Jonathan White - Economic Policy Program, German Marshall Fund
Jim Kolbe - Former US Representative from Arizona's 8th Congressional District and current Senior Transatlantic Fellow at German Marshall Fund
Simon Burall - Director, Involve
Alison Evans - Director, ODI
In the current financial crisis donor budgets are coming under pressure. Poor countries see their trade, investment, and remittance flows declining and face rising social and political unrest. Africa’s growth has been cut by half. In this environment, each aid dollar will need to go further – aid effectiveness will be critical.

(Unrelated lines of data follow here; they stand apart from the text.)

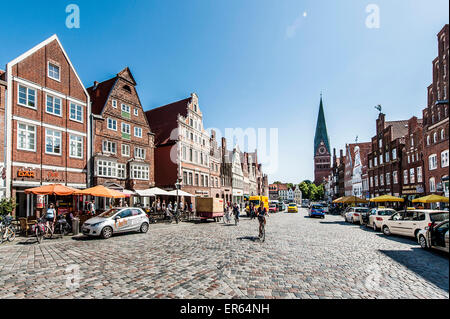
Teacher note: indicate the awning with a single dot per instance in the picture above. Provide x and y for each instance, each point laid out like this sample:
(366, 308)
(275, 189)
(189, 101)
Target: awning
(52, 189)
(386, 198)
(180, 193)
(155, 191)
(101, 191)
(431, 199)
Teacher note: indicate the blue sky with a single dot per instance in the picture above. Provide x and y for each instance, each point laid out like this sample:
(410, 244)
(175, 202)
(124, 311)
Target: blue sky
(253, 63)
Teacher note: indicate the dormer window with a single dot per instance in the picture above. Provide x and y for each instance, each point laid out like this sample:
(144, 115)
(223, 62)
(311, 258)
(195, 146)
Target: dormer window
(53, 71)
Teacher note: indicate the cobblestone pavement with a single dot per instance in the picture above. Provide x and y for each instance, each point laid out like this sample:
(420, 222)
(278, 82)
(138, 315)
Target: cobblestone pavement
(301, 258)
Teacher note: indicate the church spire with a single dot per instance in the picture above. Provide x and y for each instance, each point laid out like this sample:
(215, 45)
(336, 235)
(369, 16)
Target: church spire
(321, 129)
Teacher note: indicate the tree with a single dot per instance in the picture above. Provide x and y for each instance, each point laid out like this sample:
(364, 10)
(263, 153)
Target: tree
(7, 205)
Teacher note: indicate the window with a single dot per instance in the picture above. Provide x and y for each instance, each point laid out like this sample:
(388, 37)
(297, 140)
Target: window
(52, 142)
(121, 171)
(106, 169)
(432, 185)
(109, 147)
(27, 97)
(26, 137)
(76, 146)
(394, 177)
(412, 176)
(138, 132)
(112, 124)
(125, 150)
(53, 71)
(139, 172)
(53, 105)
(76, 112)
(444, 158)
(394, 154)
(139, 153)
(432, 162)
(419, 174)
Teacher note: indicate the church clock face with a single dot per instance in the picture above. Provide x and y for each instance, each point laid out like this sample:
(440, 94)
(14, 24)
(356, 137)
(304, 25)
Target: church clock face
(322, 150)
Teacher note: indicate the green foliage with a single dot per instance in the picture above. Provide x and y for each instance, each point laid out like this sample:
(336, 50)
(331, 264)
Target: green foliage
(7, 205)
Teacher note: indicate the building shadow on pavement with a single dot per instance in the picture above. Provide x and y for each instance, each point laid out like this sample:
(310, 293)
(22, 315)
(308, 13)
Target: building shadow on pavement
(429, 265)
(252, 238)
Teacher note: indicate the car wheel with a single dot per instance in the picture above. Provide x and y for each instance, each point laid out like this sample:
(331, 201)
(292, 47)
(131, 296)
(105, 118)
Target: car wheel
(106, 232)
(423, 242)
(144, 228)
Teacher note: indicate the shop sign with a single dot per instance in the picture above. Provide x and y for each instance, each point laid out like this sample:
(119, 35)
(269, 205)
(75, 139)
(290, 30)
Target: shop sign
(25, 173)
(40, 201)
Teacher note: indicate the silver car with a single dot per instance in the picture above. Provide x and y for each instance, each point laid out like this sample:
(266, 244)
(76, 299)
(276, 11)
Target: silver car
(116, 220)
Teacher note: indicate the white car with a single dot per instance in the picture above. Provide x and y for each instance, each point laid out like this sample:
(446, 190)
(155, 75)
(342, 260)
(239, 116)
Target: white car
(352, 214)
(378, 215)
(411, 222)
(435, 236)
(116, 220)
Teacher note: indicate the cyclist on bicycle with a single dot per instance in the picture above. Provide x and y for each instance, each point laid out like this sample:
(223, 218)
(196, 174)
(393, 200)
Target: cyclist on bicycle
(50, 216)
(261, 214)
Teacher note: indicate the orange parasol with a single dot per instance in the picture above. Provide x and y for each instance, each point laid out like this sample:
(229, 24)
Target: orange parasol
(52, 189)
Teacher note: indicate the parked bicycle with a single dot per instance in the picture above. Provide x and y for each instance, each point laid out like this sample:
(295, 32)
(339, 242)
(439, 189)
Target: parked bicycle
(41, 230)
(7, 232)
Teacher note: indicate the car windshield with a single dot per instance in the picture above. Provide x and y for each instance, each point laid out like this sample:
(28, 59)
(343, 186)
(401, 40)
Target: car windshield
(438, 217)
(109, 213)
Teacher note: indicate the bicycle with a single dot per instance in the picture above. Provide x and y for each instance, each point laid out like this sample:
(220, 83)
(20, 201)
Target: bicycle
(7, 232)
(41, 230)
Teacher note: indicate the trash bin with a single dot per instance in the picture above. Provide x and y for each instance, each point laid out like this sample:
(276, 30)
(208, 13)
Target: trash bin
(75, 226)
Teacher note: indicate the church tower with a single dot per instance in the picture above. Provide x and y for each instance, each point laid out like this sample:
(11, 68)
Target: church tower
(322, 153)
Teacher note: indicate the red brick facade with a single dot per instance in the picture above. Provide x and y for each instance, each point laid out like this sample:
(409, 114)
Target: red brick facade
(436, 121)
(48, 109)
(123, 145)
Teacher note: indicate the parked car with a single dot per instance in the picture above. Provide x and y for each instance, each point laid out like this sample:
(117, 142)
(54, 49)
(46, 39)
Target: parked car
(273, 208)
(377, 216)
(292, 207)
(116, 220)
(410, 222)
(434, 236)
(316, 211)
(353, 213)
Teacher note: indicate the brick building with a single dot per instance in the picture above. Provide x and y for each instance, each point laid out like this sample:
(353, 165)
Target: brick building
(412, 161)
(226, 171)
(356, 169)
(182, 150)
(47, 115)
(2, 133)
(215, 168)
(435, 121)
(385, 157)
(123, 144)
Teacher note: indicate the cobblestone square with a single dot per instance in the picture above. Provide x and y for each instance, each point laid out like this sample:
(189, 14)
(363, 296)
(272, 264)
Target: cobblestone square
(301, 258)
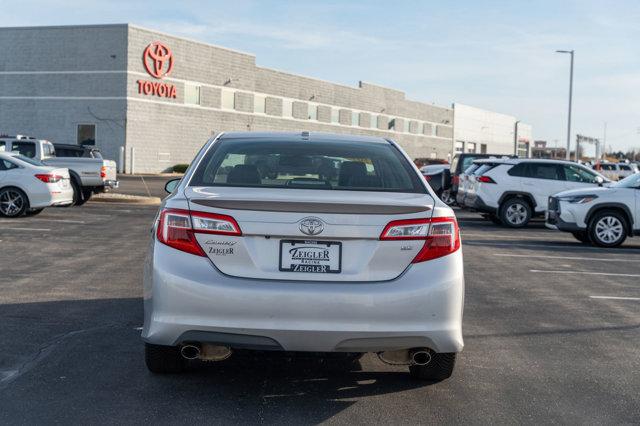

Combined, the United States and the United Kingdom account for nearly one-third of aid flows worldwide, yet they each have unique aid systems and structures. An aid agency mediates between interest groups in the donor country and in the recipient country. Legislatures are key stakeholders in this process with important implications for aid delivery and effectiveness.
At this event, we launched a new report by the Overseas Development Institute and the German Marshall Fund of the United States on aid effectiveness and accountability. The report titled ‘The Impact of US and UK Legislatures on Aid Delivery’ will present the findings of a recent study examining how domestic accountability structures impact both positively and negatively on the way in which bilateral aid agencies such as DFID and USAID deliver development assistance.